The Roots of Social Security
Copyright © 2018 by AARP. All rights reserved.
You may think of Social Security as part of life in the United States, but it wasn’t always this way. Social Security was a foreign idea — literally. Americans by and large never expected their national government to rescue them in hard times. This was a country shaped by pioneer culture, a society that expected people to pull themselves up by their own bootstraps. Back on the farm, extended families took care of their own and struggled together. But as more Americans migrated to cities for work, traditional supports of family and close-knit communities began to unravel.
The Great Depression of the 1930s transformed attitudes.
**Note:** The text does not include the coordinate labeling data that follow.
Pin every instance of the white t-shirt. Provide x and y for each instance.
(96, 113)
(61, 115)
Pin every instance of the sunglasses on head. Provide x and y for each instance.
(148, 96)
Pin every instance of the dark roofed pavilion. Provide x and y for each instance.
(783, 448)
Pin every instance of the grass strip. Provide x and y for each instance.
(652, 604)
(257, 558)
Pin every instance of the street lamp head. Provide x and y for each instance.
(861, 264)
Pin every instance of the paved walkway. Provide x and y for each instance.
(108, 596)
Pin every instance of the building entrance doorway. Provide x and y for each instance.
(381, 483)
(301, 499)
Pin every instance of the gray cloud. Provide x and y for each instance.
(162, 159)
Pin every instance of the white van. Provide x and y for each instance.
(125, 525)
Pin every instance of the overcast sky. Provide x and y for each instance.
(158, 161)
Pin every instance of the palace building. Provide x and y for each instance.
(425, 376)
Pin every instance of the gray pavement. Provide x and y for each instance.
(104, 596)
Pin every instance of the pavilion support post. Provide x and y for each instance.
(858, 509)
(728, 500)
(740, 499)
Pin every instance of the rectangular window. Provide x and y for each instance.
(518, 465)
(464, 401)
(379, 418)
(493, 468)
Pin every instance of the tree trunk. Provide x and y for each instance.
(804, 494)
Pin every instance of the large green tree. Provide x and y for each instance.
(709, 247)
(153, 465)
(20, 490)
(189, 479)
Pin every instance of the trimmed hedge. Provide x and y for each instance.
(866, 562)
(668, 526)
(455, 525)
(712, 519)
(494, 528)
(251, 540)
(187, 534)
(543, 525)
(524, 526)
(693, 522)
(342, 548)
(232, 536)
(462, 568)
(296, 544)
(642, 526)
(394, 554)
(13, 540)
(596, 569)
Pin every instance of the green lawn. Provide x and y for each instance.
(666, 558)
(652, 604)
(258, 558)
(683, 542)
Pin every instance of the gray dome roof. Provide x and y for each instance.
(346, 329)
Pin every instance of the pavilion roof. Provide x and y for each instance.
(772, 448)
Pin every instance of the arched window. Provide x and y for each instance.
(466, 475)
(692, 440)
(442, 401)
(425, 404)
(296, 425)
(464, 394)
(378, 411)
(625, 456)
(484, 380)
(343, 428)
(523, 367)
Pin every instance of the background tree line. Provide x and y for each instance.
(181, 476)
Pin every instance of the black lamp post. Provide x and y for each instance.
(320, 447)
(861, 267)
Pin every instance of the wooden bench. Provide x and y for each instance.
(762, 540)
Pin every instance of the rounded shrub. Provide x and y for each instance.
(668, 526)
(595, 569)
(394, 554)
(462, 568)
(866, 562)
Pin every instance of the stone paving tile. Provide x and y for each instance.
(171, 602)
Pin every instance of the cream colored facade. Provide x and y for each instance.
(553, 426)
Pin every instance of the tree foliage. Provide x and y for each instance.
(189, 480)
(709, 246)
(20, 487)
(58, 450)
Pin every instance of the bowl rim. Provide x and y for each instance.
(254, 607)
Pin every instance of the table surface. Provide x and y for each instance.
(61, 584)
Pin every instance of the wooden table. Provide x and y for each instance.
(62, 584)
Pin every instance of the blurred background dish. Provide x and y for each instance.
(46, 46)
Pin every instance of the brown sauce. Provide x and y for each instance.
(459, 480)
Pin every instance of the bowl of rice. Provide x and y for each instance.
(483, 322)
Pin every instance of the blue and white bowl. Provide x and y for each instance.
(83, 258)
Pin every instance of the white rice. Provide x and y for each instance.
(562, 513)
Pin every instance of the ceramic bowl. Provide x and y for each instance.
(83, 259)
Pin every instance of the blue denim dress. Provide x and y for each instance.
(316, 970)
Unemployment rocketed to 25 percent. People’s life savings vanished in a tsunami of bank failures. More than half of older Americans were poor. In desperation, people turned to Washington for help, and Washington looked overseas for ideas. President Franklin D. Roosevelt and his advisors, including Labor Secretary Frances Perkins, considered an idea known as social insurance, which had gained popularity in Europe. The idea was that governments could adapt insurance principles to protect their populations from economic risks. Unlike private insurance arrangements, which are supposed to protect individuals, social insurance programs are supposed to help all of society.
In 1889, German Chancellor Otto von Bismarck pioneered the idea with a system of old-age insurance that required contributions from workers and employers. By the time of the Great Depression, dozens of nations had launched some sort of social insurance effort. U.S. leaders, eager to ease the economic pain engulfing the nation, took a more serious look at social insurance from Europe. Others viewed social insurance as radical and un-American.
After a lengthy debate, Congress passed the Social Security Act, and President Roosevelt signed it into law on August 14, 1935. The law provided unemployment insurance as well as help for seniors and needy children. Title II of the act, “Federal Old-Age Benefits,” created the retirement benefits that many people now see as the essence of Social Security.
“We can never insure 100 percent of the population against 100 percent of the hazards and vicissitudes of life,” Roosevelt said at the bill signing, “but we have tried to frame a law which will give some measure of protection to the average citizen and to his family against the loss of a job and against poverty-ridden old age.”